Clinical presentation, treatment, and short-term outcomes of lung injury associated with e-cigarettes or vaping

1.  Lung injury associated with e-cigarettes or vaping is a new disease entity that can be treated effectively with steroids; however, residual lung abnormalities often persist.

Evidence Rating Level: 1 (Excellent)

There is currently an outbreak of lung injury associated with e-cigarettes or vaping (E-VALI or VALI) in the USA. The objective of this prospective observational cohort study was to describe the clinical course, treatment, and short-term outcomes of E-VALI. Data was collected on 60 patients with E-VALI secondary to vaping exposure to nicotine, tetrahydrocannabinol, or both, from different hospitals throughout the state of Utah.
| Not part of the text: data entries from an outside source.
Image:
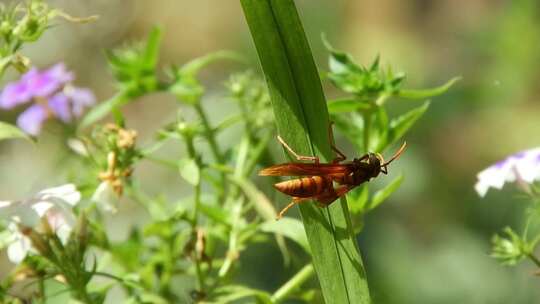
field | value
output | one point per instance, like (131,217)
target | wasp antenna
(398,153)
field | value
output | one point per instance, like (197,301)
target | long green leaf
(302,120)
(427,93)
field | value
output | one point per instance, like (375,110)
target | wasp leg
(298,157)
(328,197)
(364,157)
(341,157)
(296,200)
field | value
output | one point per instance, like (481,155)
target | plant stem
(210,136)
(367,129)
(534,259)
(197,201)
(209,132)
(301,116)
(293,284)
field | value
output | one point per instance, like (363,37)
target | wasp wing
(300,169)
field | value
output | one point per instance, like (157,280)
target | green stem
(534,259)
(209,132)
(293,284)
(367,129)
(195,217)
(302,119)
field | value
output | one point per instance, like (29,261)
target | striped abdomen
(305,186)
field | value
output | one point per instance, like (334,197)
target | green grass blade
(302,120)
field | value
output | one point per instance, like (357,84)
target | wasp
(325,182)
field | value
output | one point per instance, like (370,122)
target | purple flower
(52,95)
(524,165)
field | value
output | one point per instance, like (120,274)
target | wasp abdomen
(305,186)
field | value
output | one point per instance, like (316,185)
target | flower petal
(14,94)
(32,118)
(19,249)
(68,193)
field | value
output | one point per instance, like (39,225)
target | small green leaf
(8,131)
(290,228)
(426,93)
(151,52)
(346,105)
(189,170)
(400,125)
(381,195)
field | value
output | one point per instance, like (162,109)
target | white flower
(53,204)
(524,165)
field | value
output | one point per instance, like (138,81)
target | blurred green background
(429,243)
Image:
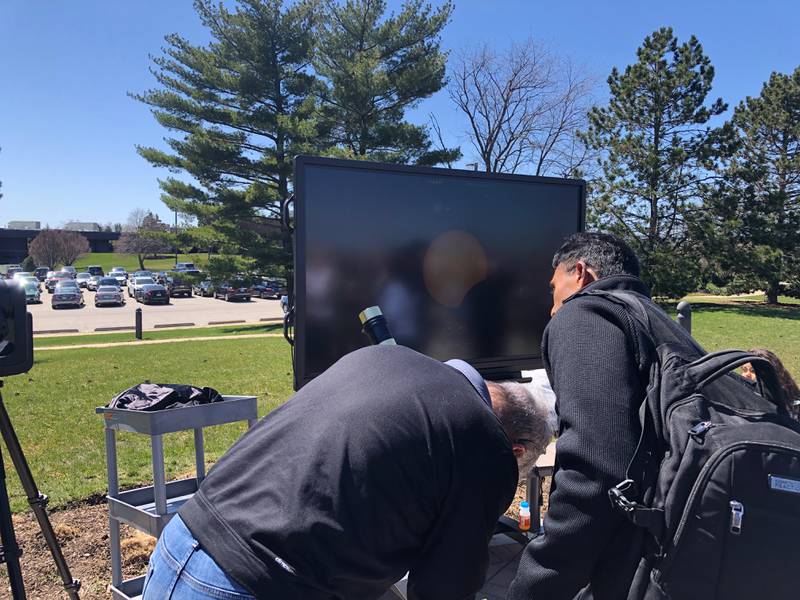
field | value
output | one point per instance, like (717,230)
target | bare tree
(144,235)
(524,107)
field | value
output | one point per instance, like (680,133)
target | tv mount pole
(10,552)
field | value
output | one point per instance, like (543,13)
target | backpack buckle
(621,495)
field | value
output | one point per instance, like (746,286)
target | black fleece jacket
(588,549)
(386,463)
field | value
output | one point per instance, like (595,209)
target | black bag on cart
(159,396)
(715,479)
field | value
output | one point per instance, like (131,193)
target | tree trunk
(772,292)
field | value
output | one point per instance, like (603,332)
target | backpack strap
(712,366)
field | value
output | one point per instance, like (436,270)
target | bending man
(388,462)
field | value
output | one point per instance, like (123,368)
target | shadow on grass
(244,328)
(741,308)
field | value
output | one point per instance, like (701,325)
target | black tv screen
(459,261)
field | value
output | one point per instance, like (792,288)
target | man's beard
(525,464)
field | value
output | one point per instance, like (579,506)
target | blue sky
(68,128)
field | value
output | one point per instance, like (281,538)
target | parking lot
(186,312)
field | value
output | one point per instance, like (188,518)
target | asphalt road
(194,311)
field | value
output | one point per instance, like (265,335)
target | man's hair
(524,415)
(605,254)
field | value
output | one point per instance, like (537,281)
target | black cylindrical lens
(374,326)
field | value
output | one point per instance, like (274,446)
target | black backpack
(715,480)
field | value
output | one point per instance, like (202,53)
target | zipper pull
(699,431)
(737,514)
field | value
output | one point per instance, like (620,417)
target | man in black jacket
(388,462)
(597,360)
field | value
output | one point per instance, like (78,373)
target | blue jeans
(180,569)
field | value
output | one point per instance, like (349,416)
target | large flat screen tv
(459,261)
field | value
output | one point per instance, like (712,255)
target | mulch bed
(83,534)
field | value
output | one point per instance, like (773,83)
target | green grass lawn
(161,334)
(52,408)
(108,260)
(746,322)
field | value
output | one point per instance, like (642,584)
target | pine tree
(659,156)
(375,67)
(756,214)
(239,109)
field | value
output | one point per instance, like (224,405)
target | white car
(136,283)
(120,274)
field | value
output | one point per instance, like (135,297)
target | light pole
(176,238)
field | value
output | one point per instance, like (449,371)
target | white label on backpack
(784,485)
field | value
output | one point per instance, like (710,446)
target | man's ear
(583,274)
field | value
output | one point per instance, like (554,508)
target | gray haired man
(389,462)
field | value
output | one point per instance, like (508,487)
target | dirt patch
(83,534)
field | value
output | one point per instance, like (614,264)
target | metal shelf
(137,507)
(150,508)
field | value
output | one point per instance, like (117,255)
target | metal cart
(150,508)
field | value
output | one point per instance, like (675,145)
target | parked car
(135,282)
(109,294)
(93,281)
(32,293)
(20,275)
(152,293)
(30,279)
(237,290)
(108,280)
(178,285)
(120,274)
(67,293)
(203,288)
(51,283)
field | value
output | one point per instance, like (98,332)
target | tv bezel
(489,368)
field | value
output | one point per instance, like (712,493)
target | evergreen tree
(755,217)
(374,68)
(658,156)
(239,108)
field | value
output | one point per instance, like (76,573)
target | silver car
(136,283)
(109,294)
(93,283)
(67,293)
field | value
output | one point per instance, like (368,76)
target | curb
(47,331)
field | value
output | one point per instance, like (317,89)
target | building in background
(34,225)
(82,226)
(14,243)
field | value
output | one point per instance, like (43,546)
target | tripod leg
(37,501)
(11,551)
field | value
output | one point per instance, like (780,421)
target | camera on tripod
(16,331)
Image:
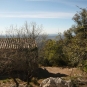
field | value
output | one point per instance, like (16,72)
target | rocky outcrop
(55,82)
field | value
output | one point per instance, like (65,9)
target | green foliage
(72,49)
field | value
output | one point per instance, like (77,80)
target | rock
(55,82)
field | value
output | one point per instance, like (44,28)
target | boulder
(55,82)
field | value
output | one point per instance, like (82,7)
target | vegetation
(68,51)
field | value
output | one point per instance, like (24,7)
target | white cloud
(36,15)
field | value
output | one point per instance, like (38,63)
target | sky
(54,15)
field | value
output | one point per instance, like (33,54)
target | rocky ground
(45,72)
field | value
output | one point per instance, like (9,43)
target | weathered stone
(55,82)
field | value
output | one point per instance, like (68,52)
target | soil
(45,72)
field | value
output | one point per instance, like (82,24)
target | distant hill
(54,36)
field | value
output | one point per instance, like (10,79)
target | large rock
(55,82)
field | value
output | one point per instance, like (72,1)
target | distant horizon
(55,15)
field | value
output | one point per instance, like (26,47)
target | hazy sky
(54,15)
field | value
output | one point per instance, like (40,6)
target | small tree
(23,55)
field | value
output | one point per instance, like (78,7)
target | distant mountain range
(50,36)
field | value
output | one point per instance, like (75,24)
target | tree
(23,55)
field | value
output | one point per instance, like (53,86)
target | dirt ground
(45,72)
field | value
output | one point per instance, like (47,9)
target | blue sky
(54,15)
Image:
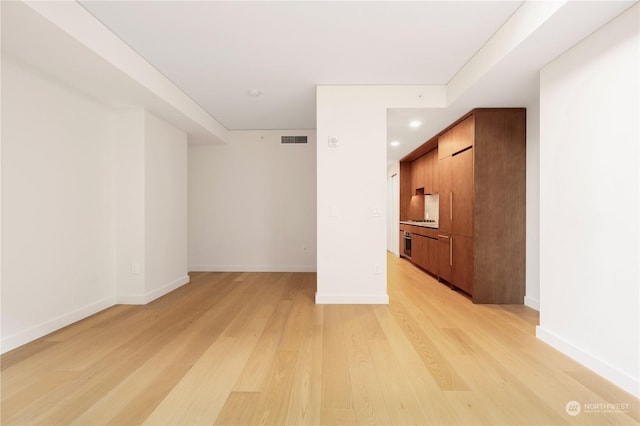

A case series definition of pulmonary infiltrates (on chest radiograph or chest CT, or both) in a patient with a history of e-cigarette use or vaping in the 90 days before symptom onset, and exclusion of an alternative diagnosis, was used. Overall, frequency of vaping varied from one or two times per week to over 50 times per day. 23% of patients had a history of asthma, and 32% had a history of depression or anxiety, but otherwise, patients did not have significant comorbidities. 88% of patients presented with constitutional symptoms, 98% with respiratory symptoms, and 90% with gastrointestinal symptoms. Tachycardia (83%), elevated white blood cell count (>11,000 per mm3) (77%), and tachypnea (72%) were the most common clinical signs. Notably, when measured, inflammatory markers were often severely high, with a median C-reactive protein concentration of 31 mg/L (IQR 21 to 33), and a median erythrocyte sedimentation rate of 92 mm/h (IQR 65 to 103). 55% of patients were admitted to the intensive care unit (ICU). Patients were treated primarily with antibiotics (90%), steroids (95%), and supplemental oxygen (88%). The main therapy that treating clinicians believed led to rapid improvement within days was steroids. Ten percent of patients were readmitted to an ICU or hospital within 2 weeks, half of whom had relapsed with vaping or e-cigarette use. Of 26 patients who were followed up within 2 weeks, despite clinical and radiographic improvement in all, 67% (10 of 15) had residual abnormalities on chest radiographs, and 67% (6 of 9) had residual abnormalities on pulmonary function testing. Two patients died, and lung injury associated with e-cigarettes or vaping was thought to be a contributing factor, but not the primary cause of death, for both. In summary, this study suggests that E-VALI is associated with respiratory, gastrointestinal and constitutional symptoms, and is often associated with residual radiographic and spirometric abnormalities despite short-term improvements with treatment.